Taking On What No One Else Wants
The distressed assets market is the subprime market of the real estate investing market. It involves taking on those pieces of wealth that have lost their marketability due to the poor management of the asset portfolio. The distress can be linked to the property itself or to the person occupying the property.
Where the distress is just about the property and not the people who live in it, a number of steps can be taken to ensure that the causes of the distress are mitigated. Where the distress is related to the people occupying the house, then they can be removed to allow for the rehabilitation of the property. This article aims to shine the light on some of the interesting aspects of this side of the business.
A Risky but Potentially Profitable Proposition
There is no doubt that the business of dealing in distressed assets carries with risks that often greater than ones which would be expected in a non distressed situation. This is because the reasons for the distress will almost always still be prevailing even at the time of the purchase.
Take for example a house that has gone into foreclosure. When the tenant is informed of the requirement to vacate the house, they will not be best pleased at the suggestion that they might have to lose their home. This resentment will influence the way the treat the property in their last months of the tenancy. Vandalism is not entirely uncommon in these situations. When the new owner comes to the house, they might be shocked at the state in which it has been left.

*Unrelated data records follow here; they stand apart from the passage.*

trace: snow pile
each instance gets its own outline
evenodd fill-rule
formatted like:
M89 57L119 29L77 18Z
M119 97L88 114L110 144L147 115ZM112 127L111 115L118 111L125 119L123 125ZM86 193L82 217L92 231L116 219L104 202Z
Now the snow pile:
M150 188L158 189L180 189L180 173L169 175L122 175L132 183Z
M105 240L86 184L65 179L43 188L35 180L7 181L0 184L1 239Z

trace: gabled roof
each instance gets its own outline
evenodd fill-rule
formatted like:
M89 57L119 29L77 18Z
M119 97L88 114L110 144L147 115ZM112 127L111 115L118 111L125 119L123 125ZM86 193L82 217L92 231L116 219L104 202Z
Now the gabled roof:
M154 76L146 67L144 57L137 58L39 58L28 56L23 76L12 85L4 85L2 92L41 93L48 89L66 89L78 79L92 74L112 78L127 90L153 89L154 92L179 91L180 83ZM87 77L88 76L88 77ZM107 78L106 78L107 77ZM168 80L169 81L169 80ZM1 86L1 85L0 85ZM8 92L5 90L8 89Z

You, the real estate investor are then tasked with the obligation to repair the house before it is ready for reselling. If you have bought the house at an auction, you will notice that the bailiffs will do their utmost best to prevent you from examining the property properly before parting with your money.
This is a natural reaction from them because they will not be sure about the hidden sins that could affect the property and they do not want you to be in a position whereby you change your mind about the deal before completing the payment. The real problems come about when the repair bill all but eats your profit margin.
The vagaries of the housing market can also cause the real estate investor to lose quite a bit of profit. Imagine that the house you have bought has been repaired and valued at a profit of twenty percent. All over a sudden the housing market collapses by exactly the same amount of profit that they had hoped to make. This means that the asset is being sold for a net value without a profit.
This is not the way to run a successful real estate investing scheme. What some experienced business people do is to account for these vagaries by adopting a strategy of keeping back some money for use to over those periods when the vagaries of the pricing structures do not allow for making a profit.